By Laura Keil
When spring cleaning turned up these vintage bicycle plates she’d bought at a yard sale years ago, Maureen Brownlee decided to auction them for donations to two June research fundraisers: the Walk to End ALS and Tess Colosimo’s Moving to Cure Scleroderma. According to www.bcpl8s.ca, a site devoted to the history of B.C. license plates, it was believed that licensing bikes could address bike thefts and compliance with the law. Municipalities hoped to make it easier to catch reckless cyclists that had either broken a traffic law, been involved in a collision and fled the scene or caused some other harm.
The Village of Valemount’s Bicycle Bylaw was signed into law by Valemount’s first mayor Sandy MacLean and came into effect Jan. 1st 1967. It made it law that all bicycles that were used on a highway within the Village (at that time the old highway, now Main Street) needed to be registered and plated for a cost of $1. Among other provisions, bicycles were prohibited from footpaths and sidewalks, cyclists needed to have at least one hand on the handlebars and bicycles needed a light starting at dusk. Those violating the bylaw were subject to a fine not exceeding $100 (equivalent to $790 in 2021).
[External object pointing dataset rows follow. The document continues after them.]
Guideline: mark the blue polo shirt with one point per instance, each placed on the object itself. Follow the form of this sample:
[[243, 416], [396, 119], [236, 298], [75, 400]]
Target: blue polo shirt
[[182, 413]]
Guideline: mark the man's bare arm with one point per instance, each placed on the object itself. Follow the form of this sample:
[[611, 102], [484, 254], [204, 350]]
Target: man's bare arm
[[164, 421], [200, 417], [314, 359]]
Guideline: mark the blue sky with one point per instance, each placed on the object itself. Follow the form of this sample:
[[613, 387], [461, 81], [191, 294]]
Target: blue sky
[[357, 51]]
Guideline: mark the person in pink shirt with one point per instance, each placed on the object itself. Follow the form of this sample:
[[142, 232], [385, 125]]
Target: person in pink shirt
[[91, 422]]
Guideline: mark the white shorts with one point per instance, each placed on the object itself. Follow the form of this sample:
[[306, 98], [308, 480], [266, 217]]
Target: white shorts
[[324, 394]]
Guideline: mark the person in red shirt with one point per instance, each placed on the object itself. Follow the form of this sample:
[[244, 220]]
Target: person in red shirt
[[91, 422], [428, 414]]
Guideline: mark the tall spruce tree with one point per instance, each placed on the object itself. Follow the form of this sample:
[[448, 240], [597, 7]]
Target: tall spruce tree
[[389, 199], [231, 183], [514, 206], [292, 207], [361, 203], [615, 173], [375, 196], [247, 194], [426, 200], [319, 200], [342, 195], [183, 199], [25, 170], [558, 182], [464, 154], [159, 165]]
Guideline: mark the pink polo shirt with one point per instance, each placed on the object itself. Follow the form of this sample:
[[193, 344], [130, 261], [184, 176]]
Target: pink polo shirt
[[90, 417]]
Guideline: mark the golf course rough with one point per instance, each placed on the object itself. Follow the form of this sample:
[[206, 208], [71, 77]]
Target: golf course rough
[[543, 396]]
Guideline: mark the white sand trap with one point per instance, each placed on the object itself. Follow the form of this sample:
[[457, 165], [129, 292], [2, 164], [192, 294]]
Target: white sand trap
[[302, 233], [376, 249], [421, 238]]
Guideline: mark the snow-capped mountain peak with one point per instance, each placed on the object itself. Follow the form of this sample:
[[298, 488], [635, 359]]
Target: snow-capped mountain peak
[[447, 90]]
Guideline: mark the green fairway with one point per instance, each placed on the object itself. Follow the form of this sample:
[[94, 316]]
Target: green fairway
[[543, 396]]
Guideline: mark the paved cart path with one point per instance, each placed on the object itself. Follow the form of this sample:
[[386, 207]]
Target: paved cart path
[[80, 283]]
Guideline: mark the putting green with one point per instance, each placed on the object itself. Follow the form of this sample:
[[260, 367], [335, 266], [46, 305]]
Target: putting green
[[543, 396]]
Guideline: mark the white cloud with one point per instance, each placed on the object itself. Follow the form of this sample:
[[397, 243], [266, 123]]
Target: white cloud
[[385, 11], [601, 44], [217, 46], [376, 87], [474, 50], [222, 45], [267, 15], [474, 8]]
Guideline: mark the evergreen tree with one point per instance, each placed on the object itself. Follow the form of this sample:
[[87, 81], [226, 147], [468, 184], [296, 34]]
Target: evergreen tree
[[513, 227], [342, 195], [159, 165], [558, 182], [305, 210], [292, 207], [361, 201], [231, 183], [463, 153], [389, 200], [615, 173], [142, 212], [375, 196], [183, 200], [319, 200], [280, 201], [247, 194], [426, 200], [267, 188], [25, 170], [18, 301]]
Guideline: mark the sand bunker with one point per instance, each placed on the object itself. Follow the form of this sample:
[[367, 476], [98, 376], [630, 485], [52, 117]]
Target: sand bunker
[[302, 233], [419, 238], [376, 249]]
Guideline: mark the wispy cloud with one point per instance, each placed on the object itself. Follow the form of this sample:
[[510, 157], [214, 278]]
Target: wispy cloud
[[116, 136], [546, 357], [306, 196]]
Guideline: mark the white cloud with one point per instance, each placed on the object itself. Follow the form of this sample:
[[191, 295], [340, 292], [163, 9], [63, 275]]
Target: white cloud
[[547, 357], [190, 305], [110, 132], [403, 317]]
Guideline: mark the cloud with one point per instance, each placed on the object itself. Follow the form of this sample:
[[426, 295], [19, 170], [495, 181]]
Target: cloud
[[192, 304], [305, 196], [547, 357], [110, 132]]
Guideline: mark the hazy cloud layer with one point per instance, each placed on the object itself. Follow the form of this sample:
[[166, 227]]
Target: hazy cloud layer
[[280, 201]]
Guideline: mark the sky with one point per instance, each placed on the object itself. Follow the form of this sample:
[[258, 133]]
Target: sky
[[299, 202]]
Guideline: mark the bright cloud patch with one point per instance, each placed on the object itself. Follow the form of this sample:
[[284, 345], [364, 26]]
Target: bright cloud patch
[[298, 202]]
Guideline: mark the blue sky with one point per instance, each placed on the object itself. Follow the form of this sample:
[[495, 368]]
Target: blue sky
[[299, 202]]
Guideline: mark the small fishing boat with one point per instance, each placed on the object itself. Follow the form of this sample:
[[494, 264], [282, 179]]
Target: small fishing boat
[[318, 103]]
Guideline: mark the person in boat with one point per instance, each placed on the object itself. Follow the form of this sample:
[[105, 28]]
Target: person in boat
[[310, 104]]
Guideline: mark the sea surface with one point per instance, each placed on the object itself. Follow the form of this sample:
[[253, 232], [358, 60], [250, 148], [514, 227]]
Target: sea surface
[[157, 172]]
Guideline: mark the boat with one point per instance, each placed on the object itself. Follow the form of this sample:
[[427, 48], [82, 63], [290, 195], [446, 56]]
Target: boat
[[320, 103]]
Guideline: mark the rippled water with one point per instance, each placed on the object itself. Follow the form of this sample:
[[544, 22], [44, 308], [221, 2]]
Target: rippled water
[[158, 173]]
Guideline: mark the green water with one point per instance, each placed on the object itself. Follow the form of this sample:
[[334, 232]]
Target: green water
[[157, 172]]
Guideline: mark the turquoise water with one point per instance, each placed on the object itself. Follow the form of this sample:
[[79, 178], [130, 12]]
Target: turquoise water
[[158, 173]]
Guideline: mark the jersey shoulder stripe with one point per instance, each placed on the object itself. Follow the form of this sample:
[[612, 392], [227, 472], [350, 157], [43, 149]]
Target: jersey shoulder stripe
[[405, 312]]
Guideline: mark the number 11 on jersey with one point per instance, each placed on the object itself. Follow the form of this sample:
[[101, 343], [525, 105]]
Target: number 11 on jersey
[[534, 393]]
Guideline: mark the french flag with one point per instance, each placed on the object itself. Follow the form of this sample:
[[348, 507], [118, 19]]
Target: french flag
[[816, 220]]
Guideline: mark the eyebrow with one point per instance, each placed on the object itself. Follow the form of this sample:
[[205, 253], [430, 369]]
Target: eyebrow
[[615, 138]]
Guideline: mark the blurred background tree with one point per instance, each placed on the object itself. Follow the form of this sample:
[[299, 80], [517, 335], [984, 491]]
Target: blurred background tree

In lieu of a fine, the bylaw stated violators would face up to 1 month of jail time.By the 1970s, bicycle license plates began falling out of favour due to the cost and the ineffectiveness of the plates to achieve their intended goals, according to bcpl8s.ca. Another concern was the negative associations this created between children and police when police issued children (or rather, their parents) a ticket.